Quand le nourrisson exprime sa détresse affective en… ruminant !
04 juin 2004
Parmi les troubles alimentaires qui affectent le nourrisson, le mérycisme est sans doute le plus méconnu. Et certainement l’un des plus graves. Car il reflète une profonde perturbation du lien mère-enfant, à tel point que celui-ci en vient à… ruminer !
“Le mérycisme se caractérise en effet par le fait de ruminer la nourriture ingérée, durant plusieurs minutes voire plusieurs heures avant soit de déglutir, de vomir ou de rejeter” nous explique le Dr Geneviève Baujat du CHU Necker-Enfants malades à Paris.
Le diagnostic est très rare. Seuls deux cas de mérycisme ont été relevé à Necker au cours des dix dernières années! Cette maladie affecte principalement des nourrissons, et très rarement des adolescents ou des adultes. Au Moyen-âge où le mérycisme était plus fréquent, les adultes méricoles étaient même exposés dans les foires !
“Le mérycisme est très difficile à diagnostiquer” poursuit le Dr Baujat. “Les enfants ruminent lorsqu’ils sont seuls. Ils se coupent du monde extérieur, et prennent semble-t-il un certain plaisir voire une forme de jouissance. Ils sont amenés à l’hôpital dénutris, après une importante perte de poids“.
Du holding pour le rassurer…
Les causes fonctionnelles de l’affection restent encore mal définies. “Une chose est sûre : le mérycisme s’explique notamment par une carence affective très importante de la mère envers son enfant” nous explique Béatrice Thouvenin, psychologue à Necker. “Il est impossible de tirer des généralités. Dans les deux cas, nous avons observé des mères très différentes mais toutes deux dans l’incapacité de répondre aux besoins affectifs de leur nourrisson. L’une était très négligente dans les soins à l’enfant et le rejetait. L’autre, au contraire était hyperanxieuse et dans une angoisse de mort très importante.

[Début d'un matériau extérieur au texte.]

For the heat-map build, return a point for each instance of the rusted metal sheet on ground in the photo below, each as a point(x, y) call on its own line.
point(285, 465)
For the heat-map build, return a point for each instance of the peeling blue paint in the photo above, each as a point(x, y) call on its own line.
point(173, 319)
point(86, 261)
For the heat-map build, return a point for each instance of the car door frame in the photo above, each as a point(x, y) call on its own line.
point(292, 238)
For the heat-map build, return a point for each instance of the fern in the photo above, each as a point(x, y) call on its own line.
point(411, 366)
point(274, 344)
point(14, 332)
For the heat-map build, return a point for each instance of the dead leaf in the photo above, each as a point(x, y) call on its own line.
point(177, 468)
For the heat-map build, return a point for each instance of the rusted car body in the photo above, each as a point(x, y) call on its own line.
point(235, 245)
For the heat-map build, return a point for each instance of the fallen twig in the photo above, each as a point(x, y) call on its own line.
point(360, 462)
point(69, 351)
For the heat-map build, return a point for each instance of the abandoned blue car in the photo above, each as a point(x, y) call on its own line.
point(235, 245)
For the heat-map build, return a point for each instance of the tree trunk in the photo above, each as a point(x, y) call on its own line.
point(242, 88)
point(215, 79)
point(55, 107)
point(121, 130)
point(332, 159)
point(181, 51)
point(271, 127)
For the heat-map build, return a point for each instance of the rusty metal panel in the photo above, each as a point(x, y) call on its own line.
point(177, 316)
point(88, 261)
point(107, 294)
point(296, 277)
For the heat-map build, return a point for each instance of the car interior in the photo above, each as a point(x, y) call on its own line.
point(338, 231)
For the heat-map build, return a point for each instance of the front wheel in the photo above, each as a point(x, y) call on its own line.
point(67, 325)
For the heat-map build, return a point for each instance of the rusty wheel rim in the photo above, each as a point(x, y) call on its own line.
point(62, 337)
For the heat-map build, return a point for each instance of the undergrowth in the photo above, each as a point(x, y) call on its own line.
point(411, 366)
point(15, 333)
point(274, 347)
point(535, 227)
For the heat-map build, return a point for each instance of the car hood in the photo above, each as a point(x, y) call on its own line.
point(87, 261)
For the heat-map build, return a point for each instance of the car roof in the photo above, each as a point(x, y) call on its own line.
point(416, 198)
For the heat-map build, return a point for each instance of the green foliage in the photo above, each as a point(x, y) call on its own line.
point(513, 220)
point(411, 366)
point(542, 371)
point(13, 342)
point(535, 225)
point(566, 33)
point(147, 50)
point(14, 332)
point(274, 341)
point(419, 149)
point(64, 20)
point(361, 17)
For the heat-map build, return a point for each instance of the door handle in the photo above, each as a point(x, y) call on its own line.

Pour ces deux mères, la relation à l’enfant était exempte de plaisir. Les pères, très à distance, ne leur étaient d’aucun secours“.
Le traitement se déroule en plusieurs étapes : alimenter l’enfant puis lui donner un traitement anti-reflux et enfin une prise en charge psychologique mère-père-bébé. “Parallèlement, nous faisons du ‘holding’ auprès de l’enfant” reprend Geneviève Baujat. “C’est-à-dire qu’un soignant du service est chargé de le porter en permanence au cours de la journée. Le mérycisme est une maladie grave. Mais bien pris en charge, il évolue favorablement“. A tel point qu’aujourd’hui les deux enfants traités à Necker, âgés respectivement de 13 ans et 2 ans, se portent plutôt bien et ne ruminent plus.